***************************************
EXPOSE DES FAITS ET DE LA PROCEDURE :
En vertu de l'article premier de ses statuts, le Syndicat Mixte des Transports Urbains du [Localité 1] [Localité 2] (SMTU) est composé de la Province Sud, des communes de [Localité 3], [Localité 4], de [Localité 2] et de [Localité 5].
Il a pour objet l'organisation, la gestion et l'exploitation des services publics réguliers de transports en commun routiers, ferrés et maritimes et de transports scolaires du secondaire sur le territoire des quatre communes membres (article 4 des statuts).
Le SMTU s'est engagé dans la réalisation d'un projet de transport en commun en site propre (projet « Néobus »), impliquant des parcelles appartenant à des propriétaires privés et ayant fait l'objet d'une déclaration d'utilité publique en 2015.
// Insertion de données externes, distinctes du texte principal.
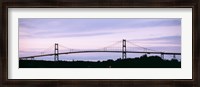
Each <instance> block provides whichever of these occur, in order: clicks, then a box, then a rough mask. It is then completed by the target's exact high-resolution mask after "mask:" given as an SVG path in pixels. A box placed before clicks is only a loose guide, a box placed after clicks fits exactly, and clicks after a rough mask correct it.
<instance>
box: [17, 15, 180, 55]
mask: <svg viewBox="0 0 200 87" xmlns="http://www.w3.org/2000/svg"><path fill="white" fill-rule="evenodd" d="M122 39H126V40H127V41H129V42H131V43H134V44H136V45H139V46H142V47H146V48H151V49H155V50H159V51H164V52H181V19H178V18H177V19H174V18H173V19H169V18H167V19H158V18H156V19H141V18H137V19H136V18H127V19H126V18H114V19H113V18H105V19H104V18H77V19H76V18H66V19H64V18H63V19H57V18H49V19H47V18H20V19H19V56H20V57H22V56H29V55H35V54H40V53H41V52H43V51H47V53H52V52H53V50H54V44H55V43H59V46H62V47H60V50H63V51H64V50H65V49H67V48H73V49H97V48H102V47H105V46H108V45H110V44H113V43H115V42H117V41H121V40H122ZM131 43H130V44H129V43H127V47H128V46H129V47H131V46H132V45H131ZM115 47H120V48H121V44H116V46H115ZM89 55H90V56H91V55H94V54H89ZM95 55H96V54H95ZM101 55H102V54H101ZM109 55H111V54H109ZM70 56H73V55H70ZM74 56H76V55H74ZM119 57H121V56H119Z"/></svg>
Le 2 octobre 2017, le SMTU a signé un protocole avec la SCI [O] [D] et la SAS Immo [X] relatif à la reconstitution des lots n° 21, 48 - (lot 8, 16) section Koutio, ayant pour objet de :
« - définir I'impact du projet Néobus sur les parcelles concernées et les reconstitutions envisagées sur les lots 21, 48 (8 et 16), 274 et 65,
- formaliser les engagements réciproques du Bénéficiaire et des Propriétaires,
- engager le Bénéficiaire et les Propriétaires dans un processus visant à aboutir à l'acquisition amiable devant notaire des emprises privées impactées ».
Par lettre recommandée du 9 février 2021, puis par acte d'huissier du 18 août 2021, la SCI [O] [R] et la SAS Immo [X] ont mis en demeure le SMTU de leur payer les indemnités d'immobilisation prévues par ce protocole.
Puis, par requête signifiée au défendeur le 5 janvier 2024 et reçue au greffe le 10 janvier suivant, la SCI [O] [R] et la SAS Immo [X] ont attrait le SMTU devant le tribunal de première instance de Nouméa en vue d'obtenir sa condamnation à :
- payer à la SAS Immo [X] la somme de 17 900 000 francs CFP, majorée des intérêts légaux à compter du 1er juin 2020 ;
- payer à la SCI [O] [R] la somme de 37 700 000 francs CFP, majorée des intérêts légaux à compter du 1er juin 2020 ;
- payer à la SCI [O] [R] et à la SAS Immo [X] la somme de 2 000 000 francs CFP chacune à titre de dommages intérêts pour résistance abusive ;
- leur payer la somme de 500 000 francs CFP au titre de l'artic Ie 700 du code de procédure civile de la Nouvelle-Calédonie.
Par conclusions d'incident en date des 15 mars et 4 décembre 2024, le SMTU a soulevé l'incompétence des juridictions de l'ordre judiciaire.
Par ordonnance du 25 février 2025, le juge de la mise en état a rejeté cette exception d'incompétence.
Le SMTU a relevé appel de cette décision. Dans ses dernières conclusions déposées le 15 juillet 2025, il demande à la cour d'infirmer cette ordonnance, de renvoyer la SCI [O] [D] et la SAS Immo [X] à mieux se pourvoir et de les condamner solidairement à lui payer une somme de 127 200 francs CFP au titre de l'article 700 du code de procédure civile de la Nouvelle-Calédonie.
Il soutient que son appel est recevable et que les juridictions de l'ordre judiciaire sont incompétentes pour connaître du litige, le protocole en cause étant un contrat administratif.
En réplique, dans leurs conclusions déposées le 29 octobre 2025, la SCI [O] [D] et la SAS Immo [X] demandent à la cour de déclarer l'appel du SMTU irrecevable, à titre subsidiaire de rejeter ses demandes et de le condamner à leur payer une somme de 300 000 francs CFP au titre de l'article 700 du code de procédure civile de la Nouvelle-Calédonie, outre les dépens.
Elles soutiennent, d'une part, que le SMTU aurait dû former un contredit et non un appel et, d'autre part, que le contrat en cause est un simple acte préparatoire à la conclusion d'un acte de vente de foncier privé à une personne publique, ce qui constitue, bien que le projet ait fait l'objet d'une déclaration d'utilité publique, un contrat privé relevant de la compétence du juge judiciaire.